Contents
The paper answers the following questions on the case study –
1. What are the costs and benefits of Merloni’s current distribution system? Of a
transit-point distribution system? Assume that the total costs consist of operating,
inventory, short- and long-haul transportation costs. How does the proposal
impact each of these costs?
2. Should Merloni replace its network of regional warehouses with transit points?
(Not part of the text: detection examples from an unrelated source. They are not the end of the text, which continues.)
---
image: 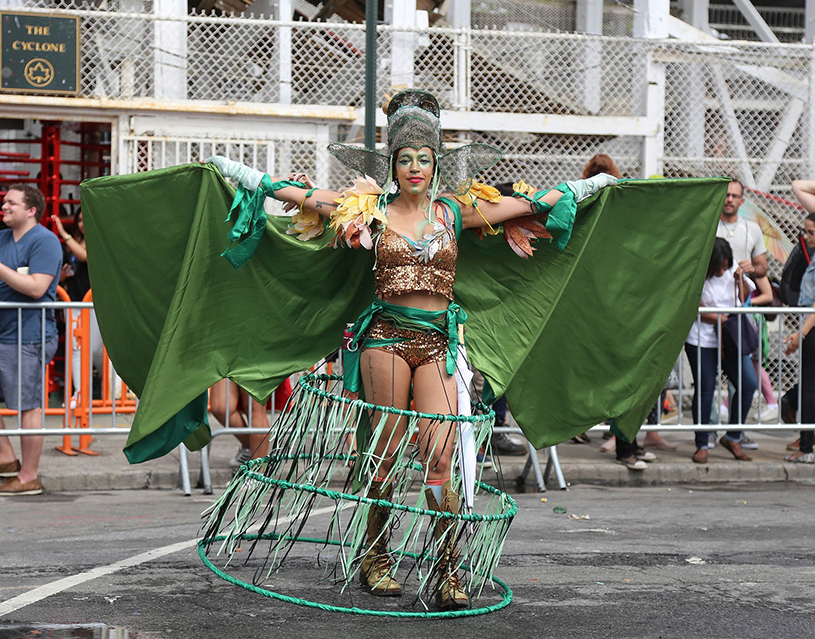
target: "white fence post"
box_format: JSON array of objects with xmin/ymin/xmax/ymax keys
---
[
  {"xmin": 153, "ymin": 0, "xmax": 187, "ymax": 100},
  {"xmin": 634, "ymin": 0, "xmax": 670, "ymax": 177}
]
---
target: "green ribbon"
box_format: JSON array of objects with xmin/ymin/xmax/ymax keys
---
[
  {"xmin": 512, "ymin": 184, "xmax": 577, "ymax": 251},
  {"xmin": 343, "ymin": 299, "xmax": 467, "ymax": 393},
  {"xmin": 221, "ymin": 174, "xmax": 306, "ymax": 268}
]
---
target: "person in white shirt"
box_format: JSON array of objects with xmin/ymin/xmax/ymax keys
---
[
  {"xmin": 716, "ymin": 180, "xmax": 767, "ymax": 279},
  {"xmin": 685, "ymin": 237, "xmax": 757, "ymax": 464}
]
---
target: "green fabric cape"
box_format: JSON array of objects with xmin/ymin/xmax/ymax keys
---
[{"xmin": 81, "ymin": 165, "xmax": 728, "ymax": 463}]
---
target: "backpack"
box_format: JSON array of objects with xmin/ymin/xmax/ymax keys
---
[{"xmin": 778, "ymin": 238, "xmax": 811, "ymax": 306}]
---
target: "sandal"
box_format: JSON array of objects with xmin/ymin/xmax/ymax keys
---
[{"xmin": 784, "ymin": 453, "xmax": 815, "ymax": 464}]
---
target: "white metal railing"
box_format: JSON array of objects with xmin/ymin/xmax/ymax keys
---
[{"xmin": 0, "ymin": 302, "xmax": 815, "ymax": 437}]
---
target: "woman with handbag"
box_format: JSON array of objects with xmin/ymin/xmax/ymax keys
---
[{"xmin": 685, "ymin": 238, "xmax": 757, "ymax": 464}]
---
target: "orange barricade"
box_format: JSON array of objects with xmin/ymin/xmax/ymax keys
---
[{"xmin": 63, "ymin": 291, "xmax": 136, "ymax": 455}]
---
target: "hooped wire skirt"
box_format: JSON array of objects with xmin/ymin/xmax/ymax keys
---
[{"xmin": 199, "ymin": 374, "xmax": 517, "ymax": 617}]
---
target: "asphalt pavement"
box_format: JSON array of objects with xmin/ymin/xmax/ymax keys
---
[
  {"xmin": 0, "ymin": 482, "xmax": 815, "ymax": 639},
  {"xmin": 7, "ymin": 424, "xmax": 815, "ymax": 494}
]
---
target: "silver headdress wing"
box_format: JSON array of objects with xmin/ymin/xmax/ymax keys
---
[{"xmin": 328, "ymin": 89, "xmax": 501, "ymax": 194}]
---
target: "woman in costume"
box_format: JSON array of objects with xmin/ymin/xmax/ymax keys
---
[{"xmin": 208, "ymin": 90, "xmax": 615, "ymax": 609}]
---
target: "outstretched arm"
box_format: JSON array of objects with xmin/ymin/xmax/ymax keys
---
[
  {"xmin": 461, "ymin": 173, "xmax": 617, "ymax": 228},
  {"xmin": 207, "ymin": 155, "xmax": 340, "ymax": 217},
  {"xmin": 792, "ymin": 180, "xmax": 815, "ymax": 213}
]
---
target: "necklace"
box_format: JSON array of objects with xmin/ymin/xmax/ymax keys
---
[{"xmin": 719, "ymin": 220, "xmax": 739, "ymax": 237}]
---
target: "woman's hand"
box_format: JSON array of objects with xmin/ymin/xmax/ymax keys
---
[
  {"xmin": 59, "ymin": 263, "xmax": 74, "ymax": 282},
  {"xmin": 283, "ymin": 173, "xmax": 317, "ymax": 213},
  {"xmin": 51, "ymin": 215, "xmax": 67, "ymax": 238},
  {"xmin": 784, "ymin": 331, "xmax": 801, "ymax": 355},
  {"xmin": 207, "ymin": 155, "xmax": 263, "ymax": 191}
]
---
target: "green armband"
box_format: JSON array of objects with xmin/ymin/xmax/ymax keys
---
[{"xmin": 260, "ymin": 174, "xmax": 310, "ymax": 202}]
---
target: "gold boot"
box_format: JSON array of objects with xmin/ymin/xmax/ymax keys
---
[
  {"xmin": 359, "ymin": 482, "xmax": 402, "ymax": 597},
  {"xmin": 425, "ymin": 481, "xmax": 470, "ymax": 610}
]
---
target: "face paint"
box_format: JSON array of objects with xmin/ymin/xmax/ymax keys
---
[{"xmin": 396, "ymin": 147, "xmax": 433, "ymax": 194}]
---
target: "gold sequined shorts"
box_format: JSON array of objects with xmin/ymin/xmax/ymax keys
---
[{"xmin": 363, "ymin": 319, "xmax": 448, "ymax": 371}]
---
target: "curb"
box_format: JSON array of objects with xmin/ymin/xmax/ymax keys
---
[{"xmin": 35, "ymin": 462, "xmax": 815, "ymax": 493}]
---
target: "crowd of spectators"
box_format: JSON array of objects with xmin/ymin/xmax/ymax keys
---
[{"xmin": 0, "ymin": 164, "xmax": 815, "ymax": 495}]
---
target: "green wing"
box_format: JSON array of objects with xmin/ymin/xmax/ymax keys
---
[
  {"xmin": 82, "ymin": 165, "xmax": 373, "ymax": 463},
  {"xmin": 455, "ymin": 178, "xmax": 729, "ymax": 448}
]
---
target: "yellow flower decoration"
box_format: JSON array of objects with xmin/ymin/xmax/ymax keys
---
[
  {"xmin": 331, "ymin": 175, "xmax": 388, "ymax": 234},
  {"xmin": 286, "ymin": 211, "xmax": 323, "ymax": 242},
  {"xmin": 454, "ymin": 180, "xmax": 504, "ymax": 235},
  {"xmin": 512, "ymin": 180, "xmax": 538, "ymax": 197},
  {"xmin": 455, "ymin": 180, "xmax": 503, "ymax": 206}
]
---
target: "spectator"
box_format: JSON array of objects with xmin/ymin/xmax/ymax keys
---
[
  {"xmin": 51, "ymin": 209, "xmax": 118, "ymax": 408},
  {"xmin": 710, "ymin": 179, "xmax": 777, "ymax": 448},
  {"xmin": 581, "ymin": 153, "xmax": 622, "ymax": 180},
  {"xmin": 473, "ymin": 368, "xmax": 529, "ymax": 460},
  {"xmin": 780, "ymin": 205, "xmax": 815, "ymax": 450},
  {"xmin": 784, "ymin": 180, "xmax": 815, "ymax": 464},
  {"xmin": 209, "ymin": 379, "xmax": 270, "ymax": 468},
  {"xmin": 716, "ymin": 180, "xmax": 767, "ymax": 279},
  {"xmin": 0, "ymin": 184, "xmax": 62, "ymax": 495},
  {"xmin": 685, "ymin": 238, "xmax": 756, "ymax": 464}
]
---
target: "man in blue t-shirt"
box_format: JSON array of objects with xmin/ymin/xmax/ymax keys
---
[{"xmin": 0, "ymin": 184, "xmax": 62, "ymax": 495}]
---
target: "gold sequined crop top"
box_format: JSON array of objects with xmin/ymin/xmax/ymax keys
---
[{"xmin": 374, "ymin": 227, "xmax": 458, "ymax": 301}]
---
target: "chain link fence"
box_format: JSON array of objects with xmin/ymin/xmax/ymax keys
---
[{"xmin": 8, "ymin": 0, "xmax": 815, "ymax": 404}]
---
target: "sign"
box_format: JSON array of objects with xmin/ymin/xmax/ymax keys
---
[{"xmin": 0, "ymin": 12, "xmax": 79, "ymax": 95}]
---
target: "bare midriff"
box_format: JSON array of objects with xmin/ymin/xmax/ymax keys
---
[{"xmin": 380, "ymin": 291, "xmax": 450, "ymax": 311}]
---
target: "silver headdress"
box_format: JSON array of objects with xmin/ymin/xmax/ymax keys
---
[{"xmin": 328, "ymin": 89, "xmax": 501, "ymax": 194}]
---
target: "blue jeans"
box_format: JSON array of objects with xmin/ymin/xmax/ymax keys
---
[{"xmin": 685, "ymin": 342, "xmax": 758, "ymax": 448}]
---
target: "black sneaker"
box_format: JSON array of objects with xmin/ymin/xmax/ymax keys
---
[
  {"xmin": 781, "ymin": 395, "xmax": 798, "ymax": 424},
  {"xmin": 490, "ymin": 433, "xmax": 529, "ymax": 455}
]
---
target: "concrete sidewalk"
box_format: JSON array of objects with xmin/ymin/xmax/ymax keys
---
[{"xmin": 3, "ymin": 424, "xmax": 815, "ymax": 493}]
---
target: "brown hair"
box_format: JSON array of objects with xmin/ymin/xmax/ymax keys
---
[
  {"xmin": 6, "ymin": 183, "xmax": 45, "ymax": 222},
  {"xmin": 581, "ymin": 153, "xmax": 622, "ymax": 180}
]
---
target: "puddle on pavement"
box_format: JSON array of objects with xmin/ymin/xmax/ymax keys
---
[{"xmin": 0, "ymin": 623, "xmax": 129, "ymax": 639}]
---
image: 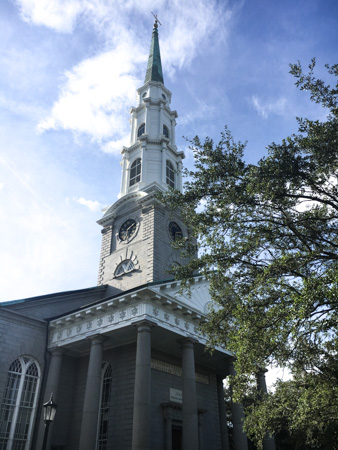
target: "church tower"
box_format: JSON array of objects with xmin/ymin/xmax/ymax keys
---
[{"xmin": 98, "ymin": 19, "xmax": 187, "ymax": 291}]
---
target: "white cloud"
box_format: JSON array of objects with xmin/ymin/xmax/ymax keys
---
[
  {"xmin": 38, "ymin": 43, "xmax": 144, "ymax": 142},
  {"xmin": 250, "ymin": 95, "xmax": 287, "ymax": 119},
  {"xmin": 17, "ymin": 0, "xmax": 232, "ymax": 153},
  {"xmin": 74, "ymin": 197, "xmax": 102, "ymax": 211},
  {"xmin": 16, "ymin": 0, "xmax": 86, "ymax": 33}
]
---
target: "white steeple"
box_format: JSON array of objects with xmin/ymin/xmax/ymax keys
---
[{"xmin": 119, "ymin": 21, "xmax": 184, "ymax": 198}]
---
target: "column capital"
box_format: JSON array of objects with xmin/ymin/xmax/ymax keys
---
[
  {"xmin": 177, "ymin": 336, "xmax": 198, "ymax": 348},
  {"xmin": 86, "ymin": 334, "xmax": 108, "ymax": 345},
  {"xmin": 133, "ymin": 319, "xmax": 157, "ymax": 332},
  {"xmin": 48, "ymin": 347, "xmax": 66, "ymax": 356}
]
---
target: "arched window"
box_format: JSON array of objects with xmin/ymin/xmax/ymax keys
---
[
  {"xmin": 166, "ymin": 160, "xmax": 175, "ymax": 188},
  {"xmin": 163, "ymin": 125, "xmax": 169, "ymax": 139},
  {"xmin": 129, "ymin": 158, "xmax": 141, "ymax": 186},
  {"xmin": 0, "ymin": 356, "xmax": 39, "ymax": 450},
  {"xmin": 97, "ymin": 363, "xmax": 112, "ymax": 450},
  {"xmin": 137, "ymin": 123, "xmax": 146, "ymax": 137},
  {"xmin": 115, "ymin": 259, "xmax": 135, "ymax": 277}
]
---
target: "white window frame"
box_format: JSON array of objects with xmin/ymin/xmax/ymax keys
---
[
  {"xmin": 165, "ymin": 159, "xmax": 176, "ymax": 189},
  {"xmin": 0, "ymin": 355, "xmax": 41, "ymax": 450},
  {"xmin": 129, "ymin": 158, "xmax": 142, "ymax": 187}
]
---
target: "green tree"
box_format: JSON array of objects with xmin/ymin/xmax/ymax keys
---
[{"xmin": 165, "ymin": 60, "xmax": 338, "ymax": 448}]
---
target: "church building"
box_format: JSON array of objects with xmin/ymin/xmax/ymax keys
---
[{"xmin": 0, "ymin": 20, "xmax": 256, "ymax": 450}]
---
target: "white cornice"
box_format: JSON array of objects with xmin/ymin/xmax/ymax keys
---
[{"xmin": 0, "ymin": 307, "xmax": 47, "ymax": 329}]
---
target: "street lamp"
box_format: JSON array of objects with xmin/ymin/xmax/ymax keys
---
[{"xmin": 42, "ymin": 394, "xmax": 57, "ymax": 450}]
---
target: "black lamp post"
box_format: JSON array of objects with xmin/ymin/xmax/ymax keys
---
[{"xmin": 42, "ymin": 394, "xmax": 57, "ymax": 450}]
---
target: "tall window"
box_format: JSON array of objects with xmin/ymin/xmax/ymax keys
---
[
  {"xmin": 129, "ymin": 158, "xmax": 141, "ymax": 186},
  {"xmin": 137, "ymin": 123, "xmax": 146, "ymax": 137},
  {"xmin": 115, "ymin": 259, "xmax": 135, "ymax": 277},
  {"xmin": 97, "ymin": 364, "xmax": 112, "ymax": 450},
  {"xmin": 163, "ymin": 125, "xmax": 169, "ymax": 139},
  {"xmin": 0, "ymin": 356, "xmax": 39, "ymax": 450},
  {"xmin": 166, "ymin": 160, "xmax": 175, "ymax": 188}
]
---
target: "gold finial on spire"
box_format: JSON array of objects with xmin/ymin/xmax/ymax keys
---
[{"xmin": 151, "ymin": 11, "xmax": 162, "ymax": 28}]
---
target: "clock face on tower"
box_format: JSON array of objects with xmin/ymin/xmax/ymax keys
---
[
  {"xmin": 169, "ymin": 222, "xmax": 183, "ymax": 241},
  {"xmin": 119, "ymin": 219, "xmax": 137, "ymax": 242}
]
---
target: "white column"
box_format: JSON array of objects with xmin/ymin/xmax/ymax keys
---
[
  {"xmin": 217, "ymin": 376, "xmax": 229, "ymax": 450},
  {"xmin": 180, "ymin": 338, "xmax": 199, "ymax": 450},
  {"xmin": 161, "ymin": 146, "xmax": 167, "ymax": 185},
  {"xmin": 144, "ymin": 103, "xmax": 149, "ymax": 134},
  {"xmin": 229, "ymin": 363, "xmax": 248, "ymax": 450},
  {"xmin": 79, "ymin": 335, "xmax": 104, "ymax": 450},
  {"xmin": 257, "ymin": 369, "xmax": 276, "ymax": 450},
  {"xmin": 158, "ymin": 103, "xmax": 163, "ymax": 137},
  {"xmin": 141, "ymin": 145, "xmax": 148, "ymax": 183},
  {"xmin": 170, "ymin": 119, "xmax": 176, "ymax": 145},
  {"xmin": 121, "ymin": 154, "xmax": 128, "ymax": 196},
  {"xmin": 132, "ymin": 321, "xmax": 152, "ymax": 450}
]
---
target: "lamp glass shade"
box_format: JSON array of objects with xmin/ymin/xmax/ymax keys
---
[{"xmin": 43, "ymin": 395, "xmax": 57, "ymax": 422}]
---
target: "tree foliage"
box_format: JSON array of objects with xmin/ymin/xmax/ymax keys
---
[{"xmin": 165, "ymin": 60, "xmax": 338, "ymax": 448}]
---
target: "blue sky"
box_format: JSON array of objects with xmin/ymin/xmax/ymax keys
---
[{"xmin": 0, "ymin": 0, "xmax": 338, "ymax": 301}]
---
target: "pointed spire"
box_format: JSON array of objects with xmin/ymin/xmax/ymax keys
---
[{"xmin": 144, "ymin": 16, "xmax": 163, "ymax": 83}]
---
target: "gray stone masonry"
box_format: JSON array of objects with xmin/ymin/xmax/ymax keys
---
[{"xmin": 98, "ymin": 199, "xmax": 188, "ymax": 291}]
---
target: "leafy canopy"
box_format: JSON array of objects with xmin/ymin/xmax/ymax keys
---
[{"xmin": 165, "ymin": 60, "xmax": 338, "ymax": 446}]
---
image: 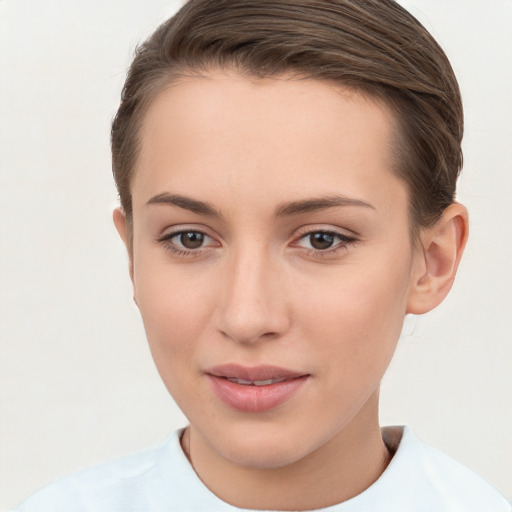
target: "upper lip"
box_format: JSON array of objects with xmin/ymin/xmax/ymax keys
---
[{"xmin": 206, "ymin": 363, "xmax": 308, "ymax": 381}]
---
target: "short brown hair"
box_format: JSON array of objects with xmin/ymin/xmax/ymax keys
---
[{"xmin": 111, "ymin": 0, "xmax": 463, "ymax": 231}]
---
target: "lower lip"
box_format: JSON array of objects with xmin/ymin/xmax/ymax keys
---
[{"xmin": 208, "ymin": 375, "xmax": 309, "ymax": 412}]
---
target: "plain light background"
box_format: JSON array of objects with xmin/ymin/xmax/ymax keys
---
[{"xmin": 0, "ymin": 0, "xmax": 512, "ymax": 510}]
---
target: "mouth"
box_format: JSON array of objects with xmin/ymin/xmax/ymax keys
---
[{"xmin": 206, "ymin": 364, "xmax": 310, "ymax": 413}]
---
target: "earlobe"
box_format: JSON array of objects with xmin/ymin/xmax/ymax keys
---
[
  {"xmin": 112, "ymin": 208, "xmax": 135, "ymax": 288},
  {"xmin": 406, "ymin": 203, "xmax": 469, "ymax": 315}
]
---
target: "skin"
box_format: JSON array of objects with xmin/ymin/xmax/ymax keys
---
[{"xmin": 114, "ymin": 70, "xmax": 467, "ymax": 510}]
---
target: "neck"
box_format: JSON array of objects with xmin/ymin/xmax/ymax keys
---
[{"xmin": 182, "ymin": 393, "xmax": 391, "ymax": 510}]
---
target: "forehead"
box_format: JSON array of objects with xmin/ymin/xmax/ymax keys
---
[{"xmin": 132, "ymin": 71, "xmax": 403, "ymax": 216}]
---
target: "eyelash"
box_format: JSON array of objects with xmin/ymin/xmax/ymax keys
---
[{"xmin": 157, "ymin": 229, "xmax": 357, "ymax": 257}]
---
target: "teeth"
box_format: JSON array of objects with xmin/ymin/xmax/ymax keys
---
[{"xmin": 228, "ymin": 377, "xmax": 286, "ymax": 386}]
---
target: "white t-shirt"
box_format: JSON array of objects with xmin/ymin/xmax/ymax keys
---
[{"xmin": 16, "ymin": 427, "xmax": 512, "ymax": 512}]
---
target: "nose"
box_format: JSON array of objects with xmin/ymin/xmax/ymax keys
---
[{"xmin": 217, "ymin": 251, "xmax": 289, "ymax": 344}]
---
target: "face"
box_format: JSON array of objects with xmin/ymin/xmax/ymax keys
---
[{"xmin": 122, "ymin": 71, "xmax": 417, "ymax": 467}]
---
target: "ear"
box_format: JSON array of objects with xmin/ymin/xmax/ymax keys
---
[
  {"xmin": 406, "ymin": 203, "xmax": 469, "ymax": 315},
  {"xmin": 113, "ymin": 208, "xmax": 133, "ymax": 283}
]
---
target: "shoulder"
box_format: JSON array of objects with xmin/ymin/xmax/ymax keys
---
[
  {"xmin": 354, "ymin": 427, "xmax": 512, "ymax": 512},
  {"xmin": 15, "ymin": 432, "xmax": 188, "ymax": 512}
]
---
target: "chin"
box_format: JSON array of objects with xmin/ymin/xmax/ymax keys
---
[{"xmin": 205, "ymin": 425, "xmax": 316, "ymax": 469}]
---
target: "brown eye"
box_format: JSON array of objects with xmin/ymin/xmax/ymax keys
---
[
  {"xmin": 179, "ymin": 231, "xmax": 204, "ymax": 249},
  {"xmin": 309, "ymin": 232, "xmax": 335, "ymax": 251}
]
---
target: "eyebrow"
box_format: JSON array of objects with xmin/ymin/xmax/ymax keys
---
[
  {"xmin": 276, "ymin": 196, "xmax": 375, "ymax": 217},
  {"xmin": 146, "ymin": 192, "xmax": 221, "ymax": 217},
  {"xmin": 146, "ymin": 192, "xmax": 375, "ymax": 218}
]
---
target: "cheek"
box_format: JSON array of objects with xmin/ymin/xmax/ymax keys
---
[
  {"xmin": 134, "ymin": 258, "xmax": 215, "ymax": 370},
  {"xmin": 297, "ymin": 261, "xmax": 408, "ymax": 381}
]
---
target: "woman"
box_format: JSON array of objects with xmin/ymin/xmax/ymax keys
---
[{"xmin": 14, "ymin": 0, "xmax": 510, "ymax": 511}]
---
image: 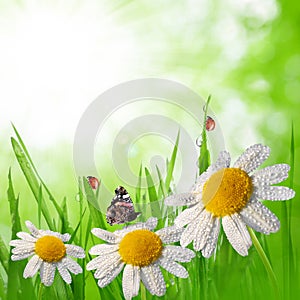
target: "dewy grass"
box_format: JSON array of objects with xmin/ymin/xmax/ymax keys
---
[{"xmin": 0, "ymin": 113, "xmax": 300, "ymax": 300}]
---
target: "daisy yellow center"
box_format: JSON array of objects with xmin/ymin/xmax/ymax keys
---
[
  {"xmin": 34, "ymin": 235, "xmax": 66, "ymax": 262},
  {"xmin": 202, "ymin": 168, "xmax": 253, "ymax": 217},
  {"xmin": 119, "ymin": 229, "xmax": 163, "ymax": 267}
]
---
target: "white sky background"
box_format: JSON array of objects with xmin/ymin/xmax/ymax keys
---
[
  {"xmin": 0, "ymin": 0, "xmax": 277, "ymax": 148},
  {"xmin": 0, "ymin": 1, "xmax": 141, "ymax": 147}
]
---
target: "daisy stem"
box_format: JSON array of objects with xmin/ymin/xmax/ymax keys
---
[
  {"xmin": 141, "ymin": 282, "xmax": 147, "ymax": 300},
  {"xmin": 38, "ymin": 283, "xmax": 44, "ymax": 300},
  {"xmin": 248, "ymin": 227, "xmax": 281, "ymax": 299}
]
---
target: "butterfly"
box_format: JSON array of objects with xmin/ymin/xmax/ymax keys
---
[
  {"xmin": 205, "ymin": 116, "xmax": 216, "ymax": 131},
  {"xmin": 106, "ymin": 186, "xmax": 141, "ymax": 226}
]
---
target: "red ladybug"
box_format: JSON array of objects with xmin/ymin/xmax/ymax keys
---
[
  {"xmin": 87, "ymin": 176, "xmax": 99, "ymax": 190},
  {"xmin": 205, "ymin": 116, "xmax": 216, "ymax": 131}
]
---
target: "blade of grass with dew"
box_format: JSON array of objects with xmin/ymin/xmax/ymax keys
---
[
  {"xmin": 12, "ymin": 124, "xmax": 64, "ymax": 218},
  {"xmin": 7, "ymin": 169, "xmax": 35, "ymax": 300},
  {"xmin": 145, "ymin": 168, "xmax": 162, "ymax": 222},
  {"xmin": 60, "ymin": 197, "xmax": 74, "ymax": 238},
  {"xmin": 281, "ymin": 124, "xmax": 295, "ymax": 299},
  {"xmin": 165, "ymin": 131, "xmax": 180, "ymax": 193},
  {"xmin": 283, "ymin": 122, "xmax": 299, "ymax": 299},
  {"xmin": 83, "ymin": 177, "xmax": 106, "ymax": 229},
  {"xmin": 0, "ymin": 235, "xmax": 9, "ymax": 274},
  {"xmin": 12, "ymin": 124, "xmax": 68, "ymax": 226},
  {"xmin": 37, "ymin": 185, "xmax": 43, "ymax": 228},
  {"xmin": 0, "ymin": 273, "xmax": 6, "ymax": 299},
  {"xmin": 248, "ymin": 227, "xmax": 281, "ymax": 299},
  {"xmin": 155, "ymin": 165, "xmax": 167, "ymax": 199},
  {"xmin": 11, "ymin": 138, "xmax": 56, "ymax": 231},
  {"xmin": 135, "ymin": 164, "xmax": 143, "ymax": 204},
  {"xmin": 199, "ymin": 95, "xmax": 211, "ymax": 175}
]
If so, what contingency plans and support systems are necessary to support the
new logistics network? If not, what changes, if any, would you recommend
Merloni make to its distribution system?
Description
Merloni Elettrodomestici SPA (Merloni) founded in 1930 is a major Italian manufacturer of high quality domestic appliances –of the ‘free-standing’ and ‘built-in’ varieties, both in Italy and throughout Europe. Currently, Merloni has a three tier distribution system based upon the following network:
• 1 central warehouse (near Fabriono in Central Italy),
• 17 regional warehouses
• 5 plant warehouses (one based at each manufacturing plant) – used to store raw materials and WIP in addition to the finished goods corresponding to the one product line which the associated plant manufactures
With this network of warehouses, finished goods are moved from plant warehouses to the central warehouse. From the central warehouse, products are sent to customers through two channels. The first channel involves customers ordering full-truckloads of products which would get delivered directly to them from the central warehouse at a discounted price and with a shorter lead time. Alternately, for smaller orders, customers order with their regional warehouses, which in turn accumulate the orders across all products and have them delivered from the central warehouse to the regional warehouse premises before either shipping them to customer premises or having customers pick them up directly from the warehouse.